[
https://issues.apache.org/jira/browse/HCATALOG-451?page=com.atlassian.jira.plugin.system.issuetabpanels:comment-tabpanel&focusedCommentId=13425431#comment-13425431
]
Vandana Ayyalasomayajula commented on HCATALOG-451:
---------------------------------------------------
[~rohini], Francis and me had a discussion on how to fix this jira. Pig-0.8 (
used in our unit tests) does not override both abortJob() and commitJob() and
even Pig 0.9 and 0.10 do not implement abortJob method. So if we remove the
code from the cleanupJob method, then all the unit tests will fail. Also, there
are users who would still want to use HCatalog 0.4 with older versions of Pig.

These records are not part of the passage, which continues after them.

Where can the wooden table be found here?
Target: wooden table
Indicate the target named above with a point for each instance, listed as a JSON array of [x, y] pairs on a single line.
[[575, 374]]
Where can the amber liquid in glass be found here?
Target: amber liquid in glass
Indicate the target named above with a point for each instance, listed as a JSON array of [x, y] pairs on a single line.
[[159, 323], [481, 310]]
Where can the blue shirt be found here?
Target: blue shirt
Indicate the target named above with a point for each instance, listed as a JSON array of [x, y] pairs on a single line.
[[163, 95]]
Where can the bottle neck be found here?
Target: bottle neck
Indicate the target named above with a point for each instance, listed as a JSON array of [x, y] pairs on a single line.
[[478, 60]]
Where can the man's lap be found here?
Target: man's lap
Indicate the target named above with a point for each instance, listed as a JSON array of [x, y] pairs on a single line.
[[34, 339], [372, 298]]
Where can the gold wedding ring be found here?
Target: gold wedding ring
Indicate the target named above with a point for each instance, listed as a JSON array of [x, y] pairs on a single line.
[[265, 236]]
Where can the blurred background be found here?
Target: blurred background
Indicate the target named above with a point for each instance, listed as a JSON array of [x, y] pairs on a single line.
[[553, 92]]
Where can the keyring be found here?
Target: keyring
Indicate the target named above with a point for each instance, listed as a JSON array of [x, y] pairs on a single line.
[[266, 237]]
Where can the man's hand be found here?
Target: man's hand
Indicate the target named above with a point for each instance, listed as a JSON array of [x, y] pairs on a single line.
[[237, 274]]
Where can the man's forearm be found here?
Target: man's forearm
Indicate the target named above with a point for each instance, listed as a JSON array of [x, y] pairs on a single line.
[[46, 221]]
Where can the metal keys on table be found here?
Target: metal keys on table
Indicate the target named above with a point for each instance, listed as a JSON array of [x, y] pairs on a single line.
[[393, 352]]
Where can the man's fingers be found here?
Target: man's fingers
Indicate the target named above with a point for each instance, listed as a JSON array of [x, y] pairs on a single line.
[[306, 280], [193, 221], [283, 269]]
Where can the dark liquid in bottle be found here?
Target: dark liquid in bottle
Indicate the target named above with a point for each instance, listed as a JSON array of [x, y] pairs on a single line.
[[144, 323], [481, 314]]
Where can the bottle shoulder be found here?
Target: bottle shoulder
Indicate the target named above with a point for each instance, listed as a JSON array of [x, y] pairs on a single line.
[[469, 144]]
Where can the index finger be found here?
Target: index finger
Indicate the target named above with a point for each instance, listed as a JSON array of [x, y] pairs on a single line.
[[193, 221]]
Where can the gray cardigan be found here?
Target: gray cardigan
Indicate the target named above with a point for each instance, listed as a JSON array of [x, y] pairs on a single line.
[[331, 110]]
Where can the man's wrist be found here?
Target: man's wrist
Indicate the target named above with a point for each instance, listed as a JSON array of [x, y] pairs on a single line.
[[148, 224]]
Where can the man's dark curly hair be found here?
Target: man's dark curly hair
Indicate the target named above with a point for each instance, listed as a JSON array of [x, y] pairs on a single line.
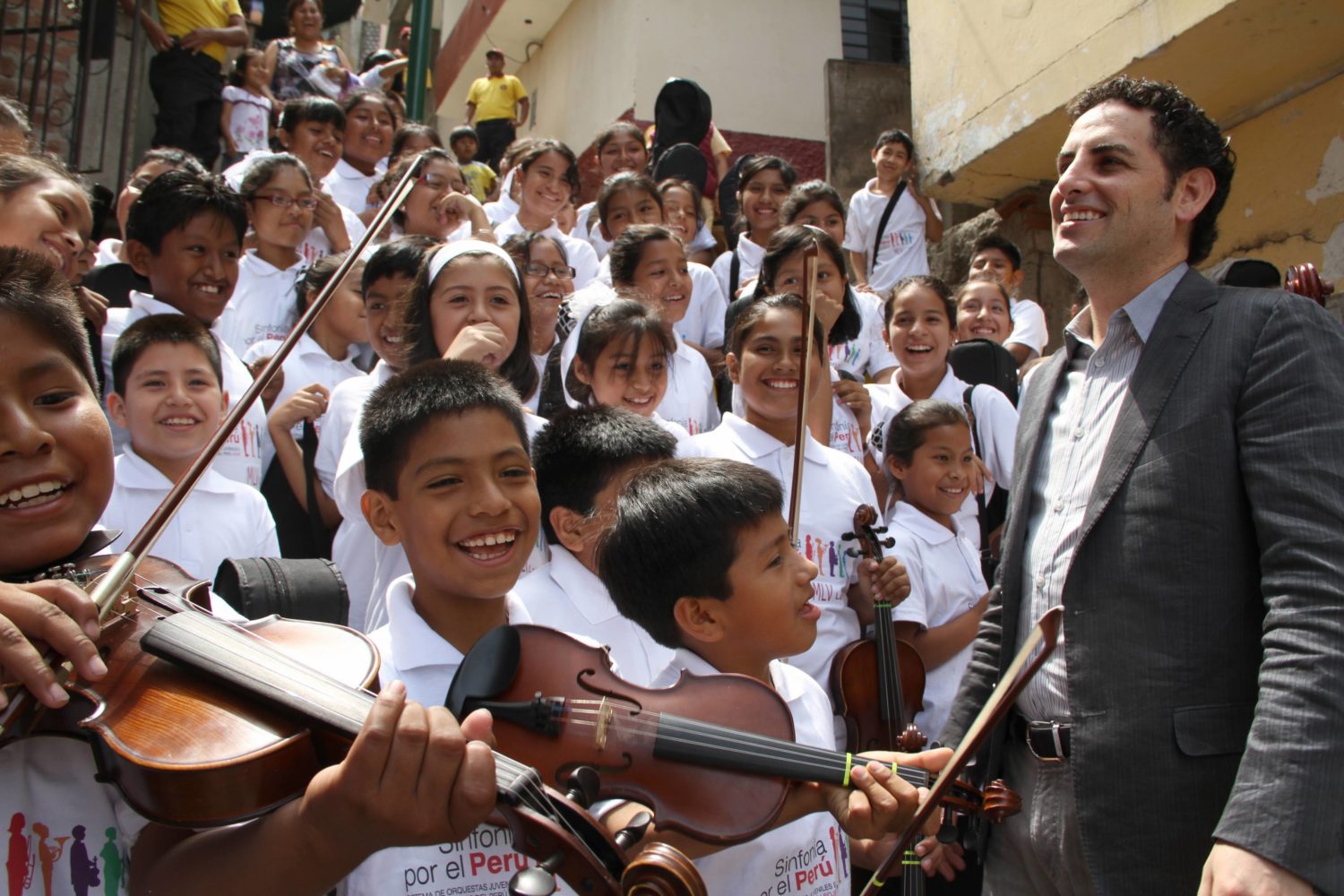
[[1183, 136]]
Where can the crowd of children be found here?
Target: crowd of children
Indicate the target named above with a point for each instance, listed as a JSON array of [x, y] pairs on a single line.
[[513, 409]]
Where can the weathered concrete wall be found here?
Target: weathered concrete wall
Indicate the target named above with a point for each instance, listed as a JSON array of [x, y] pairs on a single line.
[[863, 99]]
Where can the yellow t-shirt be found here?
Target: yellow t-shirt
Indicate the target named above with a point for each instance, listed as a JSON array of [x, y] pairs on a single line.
[[496, 97], [183, 16]]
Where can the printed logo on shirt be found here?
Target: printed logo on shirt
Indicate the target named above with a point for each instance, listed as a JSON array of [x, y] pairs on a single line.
[[831, 562], [816, 869], [39, 857]]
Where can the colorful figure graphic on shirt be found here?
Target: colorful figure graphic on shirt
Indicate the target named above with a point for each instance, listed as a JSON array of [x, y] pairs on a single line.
[[47, 855], [83, 871], [113, 864], [19, 864]]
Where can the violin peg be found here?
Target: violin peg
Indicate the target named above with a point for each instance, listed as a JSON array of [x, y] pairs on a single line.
[[583, 783], [531, 882], [633, 831]]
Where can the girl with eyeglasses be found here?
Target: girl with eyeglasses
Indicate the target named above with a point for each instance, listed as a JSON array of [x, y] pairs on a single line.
[[547, 281], [279, 194]]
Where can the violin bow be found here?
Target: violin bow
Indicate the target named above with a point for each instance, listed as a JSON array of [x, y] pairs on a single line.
[[1023, 668], [112, 583], [800, 432]]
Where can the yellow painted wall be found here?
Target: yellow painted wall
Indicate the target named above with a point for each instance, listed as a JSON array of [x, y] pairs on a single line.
[[761, 61], [1288, 196]]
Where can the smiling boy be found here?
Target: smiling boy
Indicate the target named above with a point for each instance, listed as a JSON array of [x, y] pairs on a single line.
[[185, 236], [166, 392]]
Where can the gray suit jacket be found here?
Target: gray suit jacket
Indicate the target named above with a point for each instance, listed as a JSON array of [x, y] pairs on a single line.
[[1204, 605]]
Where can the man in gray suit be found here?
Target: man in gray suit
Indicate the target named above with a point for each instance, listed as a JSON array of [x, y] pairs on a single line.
[[1180, 490]]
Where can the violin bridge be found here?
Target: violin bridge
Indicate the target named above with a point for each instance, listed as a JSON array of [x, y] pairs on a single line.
[[604, 723]]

We thought the following will be good to have two different patches for trunk
and branch 0.4. Branch 0.4 will be compatible with versions previous or equal
to Pig-0.10 and the trunk will be compatible with Pig-0.10 and higher. Also,
for the trunk the pig -0.8 unit test dependency needs to be updated to higher
revision.
Branch:
abortJob(){
abortJobInternal();
}
commitJob() {
registerPartitions();
}
cleanupJob(){
abortJobInternal();
}
Trunk:
abortJob(){
abortJobInternal();
}
commitJob() {
registerPartitions();
}
cleanupJob(){
// Empty or throw exception as this should be no longer be called.
}
> Partitions are created even when Jobs are aborted
> -------------------------------------------------
>
> Key: HCATALOG-451
> URL: https://issues.apache.org/jira/browse/HCATALOG-451
> Project: HCatalog
> Issue Type: Bug
> Components: mapreduce
> Affects Versions: 0.4, 0.5
> Environment: Hadoop 1.0.2, non-dynamic partitions.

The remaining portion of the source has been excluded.